Comment la parole médiatique s'est t-elle libérée au Cameroun ? Peut-on parler d'espace public, au regard de la démultiplication des émissions de parole à l'instar de Canal presse, Scènes de presse, 7hebdo, Droit de réponse, Cartes sur table, Tous azimut, Club d’élite, etc. ? Si oui, sous quelle forme existe cet espace public ? Qui sont les acteurs qui y opèrent ? Quelles logiques et stratégies d'acteurs développent t-ils pour avoir accès à ces lieux discursifs ? Pour quels enjeux dans un État qui reste fortement marqué par des routines et rémanences autoritaires et ce, malgré l’assouplissement du dispositif législatif contraignant auquel on a assisté au début des années 90 ? Et quels sont les enjeux des débats télévisés pour les médias dans un contexte de concurrence certes, mais où le marché publicitaire est mal structuré et est à la quête de ses propres repères ?

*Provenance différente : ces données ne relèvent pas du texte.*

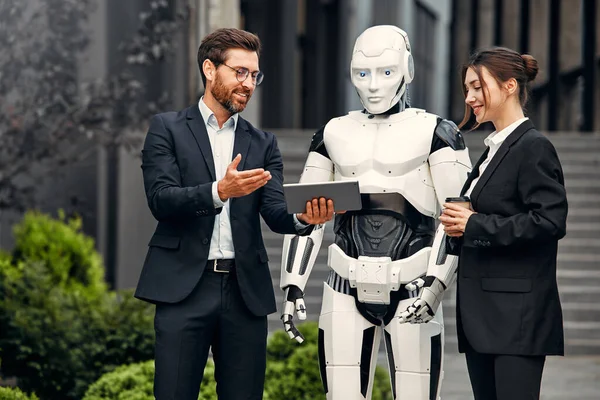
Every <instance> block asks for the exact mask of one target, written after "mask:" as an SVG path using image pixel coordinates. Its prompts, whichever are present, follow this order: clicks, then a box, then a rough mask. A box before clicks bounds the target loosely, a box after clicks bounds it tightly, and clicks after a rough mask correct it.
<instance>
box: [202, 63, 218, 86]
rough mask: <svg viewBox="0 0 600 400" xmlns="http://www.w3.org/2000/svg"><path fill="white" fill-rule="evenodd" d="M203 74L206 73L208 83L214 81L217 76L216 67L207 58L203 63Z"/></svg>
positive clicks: (216, 71)
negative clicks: (208, 82) (215, 77)
mask: <svg viewBox="0 0 600 400" xmlns="http://www.w3.org/2000/svg"><path fill="white" fill-rule="evenodd" d="M202 72H204V76H206V80H207V81H213V80H214V79H215V74H216V73H217V68H216V67H215V64H213V62H212V61H210V60H209V59H208V58H207V59H206V60H204V62H203V63H202Z"/></svg>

Voilà en substance les questions (reformulées) et qui sont au cœur de la problématique de l'ouvrage. Le corpus mobilisé est constitué des entretiens semi-orientés réalisés auprès de quelques journalistes camerounais pendant une longue période (soit quatre mois précisément). L'analyse de leur déclaratif se fait selon l'approche préconisée par Jean-Claude Kaufmann.

Au-delà de l’examen de cette forme d’espace public, de ses ressorts et des logiques qui la structurent, l'ouvrage ouvre aussi une focale d'analyse critique sur l'écologie du Conseil National de la Communication (CNC) et pose par conséquent la question de l’autonomie et/ou de l’indépendance de cet organe de régulation souvent présenté, à juste titre, comme le bras séculier et invisible du pouvoir politique gouvernant au Cameroun.

L’ouvrage de Simon Ngono est divisé en trois parties. La première donne un aperçu historique du concept d’espace public au Cameroun, de la période des indépendances jusqu’à nos jours. Le point d’emphase est par exemple mis sur l’avènement de la démocratie dans les années 1990 dans la gestion des débats en contexte de « libéralisation » de l’espace audiovisuel et de la parole publique au Cameroun. La deuxième partie du livre se concentre sur les enjeux (individuels, persuasifs et référentiels) sur lesquels s’articulent les débats télévisés au Cameroun. La troisième et dernière partie du livre propose une analyse à partir des entretiens menés auprès de quelques journalistes locaux. À l’analyse, le livre révèle que les jeux d’acteurs sont marqués par une certaine (inter)dépendance des acteurs sociaux et des journalistes opérant dans les débats télévisés, par des logiques à visée mercatique des médias et la mise en avant de l'ego, constitutif de capital, au sens bourdieusien du terme.

À notre connaissance, aucun véritable travail scientifique n'a encore été réalisé sur les débats télévisés au Cameroun. C'est donc un objet d'étude qui reste inanalysé alors qu’il s'agit là d'un bon gisement scientifique, susceptible d'apporter une plus-value heuristique dans le vaste champ des Sciences de l'Information et de la Communication au Cameroun et par ricochet en Afrique.

Simon Ngono, auteur du livre Les Débats télévisés dans l’espace public au Cameroun, est chargé d’enseignement au département des Sciences de l’Information et de la Communication à l’Université Grenoble Alpes. Il est affilié au laboratoire du Groupe de Recherche sur les Enjeux de la Communication (Gresec) au sein de la même université.